The following categorisation of the disorder demonstrates its heterogeneity:
- Common hereditary elliptocytosis (in approximate order from least severe to most severe)
  - With asymptomatic carrier status - individuals have no symptoms of disease and diagnosis is only able to be made on blood film
  - With mild disease - individuals have no symptoms, with a mild and compensated haemolytic anaemia
  - With sporadic haemolysis - individuals are at risk of haemolysis in the presence of particular comorbidities, including infections, and vitamin B_{12} deficiency
  - With neonatal poikilocytosis - individuals have a symptomatic haemolytic anaemia with poikilocytosis that resolves in the first year of life
  - With chronic haemolysis - individual has a moderate to severe symptomatic haemolytic anaemia (this subtype has variable penetrance in some pedigrees)

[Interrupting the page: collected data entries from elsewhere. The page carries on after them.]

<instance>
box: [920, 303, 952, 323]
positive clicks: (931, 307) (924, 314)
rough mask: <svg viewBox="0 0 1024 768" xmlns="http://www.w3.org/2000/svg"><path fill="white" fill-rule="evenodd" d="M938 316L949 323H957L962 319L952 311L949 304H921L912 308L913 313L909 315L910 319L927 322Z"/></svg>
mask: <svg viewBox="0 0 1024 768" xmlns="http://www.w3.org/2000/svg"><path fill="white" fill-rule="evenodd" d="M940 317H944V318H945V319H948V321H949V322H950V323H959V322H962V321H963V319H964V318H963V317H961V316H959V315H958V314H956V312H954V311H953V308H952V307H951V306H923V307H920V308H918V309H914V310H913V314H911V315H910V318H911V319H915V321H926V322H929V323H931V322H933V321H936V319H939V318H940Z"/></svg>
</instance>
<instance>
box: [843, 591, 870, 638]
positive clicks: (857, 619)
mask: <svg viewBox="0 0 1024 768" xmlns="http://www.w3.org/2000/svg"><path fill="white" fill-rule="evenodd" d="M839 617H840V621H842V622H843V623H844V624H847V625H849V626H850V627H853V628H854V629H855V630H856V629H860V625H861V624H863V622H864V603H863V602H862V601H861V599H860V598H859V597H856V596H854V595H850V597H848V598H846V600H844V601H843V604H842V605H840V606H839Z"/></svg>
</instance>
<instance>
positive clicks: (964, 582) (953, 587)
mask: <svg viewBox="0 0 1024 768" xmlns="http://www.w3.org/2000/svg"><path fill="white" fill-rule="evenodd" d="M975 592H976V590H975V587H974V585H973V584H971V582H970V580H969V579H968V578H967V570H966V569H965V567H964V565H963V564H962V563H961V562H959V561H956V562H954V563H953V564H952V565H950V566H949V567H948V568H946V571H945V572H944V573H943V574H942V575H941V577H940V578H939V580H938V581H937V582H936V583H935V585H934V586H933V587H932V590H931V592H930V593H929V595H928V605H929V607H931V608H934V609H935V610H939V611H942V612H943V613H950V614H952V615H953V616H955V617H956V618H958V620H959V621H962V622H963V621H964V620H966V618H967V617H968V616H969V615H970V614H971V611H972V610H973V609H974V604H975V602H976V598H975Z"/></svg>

  - With homozygosity or compound heterozygosity - depending on the exact mutations involved, individuals may lie anywhere in the spectrum between having a mild haemolytic anaemia and having a life-threatening haemolytic anaemia with symptoms mimicking those of HPP (see below)
  - With pyropoikilocytosis (HPP) - individuals are typically of African descent and have a life-threateningly severe haemolytic anaemia with micropoikilocytosis (small and misshapen erythrocytes) that is compounded by a marked instability of erythrocytes in even mildly elevated temperatures (pyropoikilocytosis is often found in burns victims and is the term is commonly used in reference to such people)
- South-east Asian ovalocytosis (SAO) (also called stomatocytic elliptocytosis) - individuals are of South-East Asian descent (typically Malaysian, Indonesian, Melanesian, New Guinean or Filipino, have a mild haemolytic anaemia, and has increased resistance to malaria
- Spherocytic elliptocytosis (also called hereditary haemolytic ovalocytosis) - individuals are of European descent and elliptocytes and spherocytes are simultaneously present in their blood

==History==
Elliptocytosis was first described in 1904, and was first recognised as a hereditary condition in 1932. More recently it has become clear that the severity of the condition is highly variable, and there is much genetic variability amongst those affected.